La scelta di proseguire con lo smart working è motivata dai benefici riscontrati da lavoratori e aziende. L’equilibrio fra lavoro e vita privata è migliorato per la maggior parte di grandi imprese (89%), PMI (55%) e PA (82%). Tuttavia, la combinazione di lavoro forzato da remoto e pandemia ha avuto anche conseguenze negative sugli smart worker: è calata dal 12% al 7% la percentuale di quelli pienamente “ingaggiati”, il 28% ha sofferto di "tecnostress", il 17% di overworking. Ciò è dovuto ad un mancato rispetto della vera natura del smart working nella sua accezione originale, in concomitanza con le limitazione dei lockdown.

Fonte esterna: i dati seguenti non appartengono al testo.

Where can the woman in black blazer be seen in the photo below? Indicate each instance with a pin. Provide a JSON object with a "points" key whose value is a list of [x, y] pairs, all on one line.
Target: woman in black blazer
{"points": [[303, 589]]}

Sempre sulla base dell’Osservatorio, è possibile notare che nel corso del 2021 con l’avanzamento della campagna vaccinale è progressivamente diminuito il numero degli smart worker, passati da 5,37 milioni nel primo trimestre dell’anno a 4,07 milioni nel terzo trimestre. A settembre, infatti, si contano complessivamente 1,77 milioni di lavoratori agili nelle grandi imprese, 630mila nelle PMI, 810mila nelle microimprese e 860mila nella PA. Progetti di smart working strutturati o informali sono presenti nell’81% delle grandi imprese (contro il 65% del 2019), nel 53% delle PMI (nel 2019 erano il 30%) e nel 67% delle PA (contro il 23% pre-Covid).

Queste evidenze dimostrano che il futuro del lavoro, in termini di organizzazione, è ancora da tracciare in maniera puntuale e possibilmente senza troppi condizionamenti. Come afferma Alessandra Gangai, Direttrice della Ricerca Smart Working nella PA, “Per cogliere tutti i benefici dello smart working serve l’impegno di tutti i soggetti. Alle organizzazioni spetta il compito di strutturare progetti coraggiosi, lavorando su policy, tecnologie, spazi di lavoro e stili di leadership; i lavoratori devono allenare skill più adeguate al nuovo work-life balance; i policy maker devono accompagnare questa trasformazione con onestà intellettuale e lungimiranza”.